PRAYERS, by Mr. Byfield.

Domini præsentes fuerunt:

Comes Manchester, Speaker.

Comes Kent.
Comes Warwicke.
Comes Mulgrave.
Comes Denbigh.
Comes Stamford.
L. Viscount Say.
Comes Salisbury.
Comes Northumb.
Ds. Grey.
Ds. Robertes.
Ds. Mountagu.
Ds. La Warr.
Ds. North.
Ds. Dacres.
Ds. Wharton.
Ds. Howard.

Author, &c. of The Parliament's Ten Commandments to be attached.

Ordered, That the Stationers Company shall endeavour to find out the Author and Publisher and Printer of a scandalous aud blasphemous Paper, printed, intituled, "The Parliament's Ten Comandements;" and that they be apprehended by the Gentleman Usher attending this House, and brought before the Lords in Parliament, to answer the same.

Sutton's Ordinance.

The Ordinance for Mr. Sutton's Composition, was read, and Agreed to. (Here enter it.)

Ordinance to suspend the Privilege of Parliament from Peers who have deserted it.

The Ordinance for suspending the Privilege of Parliament to such Peers that have deserted the Parliament, was read the Second Time.

And the House was adjourned into a Committee during Pleasure, (fn. *) to debate the same.

The House being resumed;

The further Consideration of this Business shall be this Day Fortnight; and then the former Ordinance for disabling such Peers as have borne Arms against and deserted the Parliament shall be likewise taken into Consideration.

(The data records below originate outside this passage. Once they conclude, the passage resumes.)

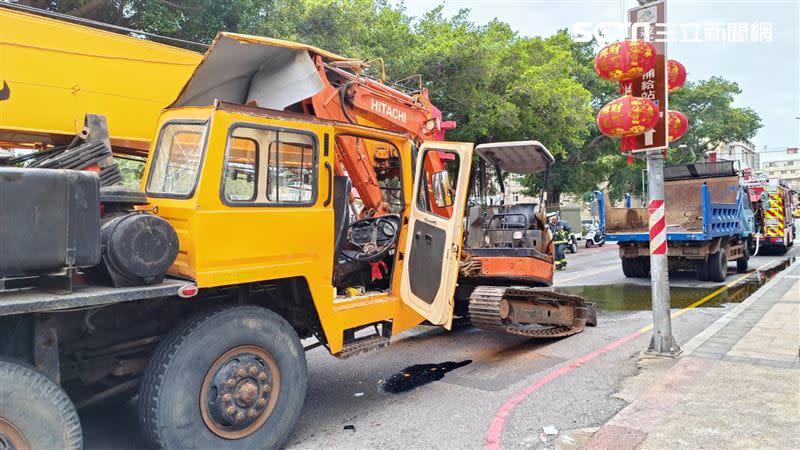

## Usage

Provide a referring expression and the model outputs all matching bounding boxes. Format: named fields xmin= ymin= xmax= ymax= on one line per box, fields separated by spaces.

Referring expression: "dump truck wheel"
xmin=622 ymin=258 xmax=637 ymax=278
xmin=708 ymin=250 xmax=728 ymax=281
xmin=695 ymin=260 xmax=708 ymax=281
xmin=636 ymin=256 xmax=650 ymax=278
xmin=736 ymin=245 xmax=750 ymax=273
xmin=0 ymin=359 xmax=83 ymax=450
xmin=139 ymin=306 xmax=308 ymax=449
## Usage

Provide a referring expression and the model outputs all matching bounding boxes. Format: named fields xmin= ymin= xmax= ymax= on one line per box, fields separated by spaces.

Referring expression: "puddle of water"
xmin=555 ymin=258 xmax=794 ymax=311
xmin=383 ymin=359 xmax=472 ymax=394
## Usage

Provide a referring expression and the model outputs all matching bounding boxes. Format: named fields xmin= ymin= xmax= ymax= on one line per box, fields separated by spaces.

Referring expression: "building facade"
xmin=706 ymin=141 xmax=759 ymax=172
xmin=761 ymin=154 xmax=800 ymax=191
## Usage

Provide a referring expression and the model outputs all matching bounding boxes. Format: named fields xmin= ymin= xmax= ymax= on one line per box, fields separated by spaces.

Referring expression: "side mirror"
xmin=431 ymin=170 xmax=453 ymax=208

Message from the H. C. with an Ordinance for repairing Churches.

A Message was brought from the House of Commons, by Mr. Bacon; who brought up an Ordinance for repairing of Churches, wherein their Lordships Concurrence is desired.

The Answer returned was:

Answer.

That this House will take their Message into Consideration, and will return an Answer by Messengers of their own.

Articles of Impeachment against the Seven Lords to be sent to them.

The House took into Consideration the Articles of Impeachment against the Seven Lords, of High Trea son, and High Crimes and Misdemeanors, brought from the House of Commons.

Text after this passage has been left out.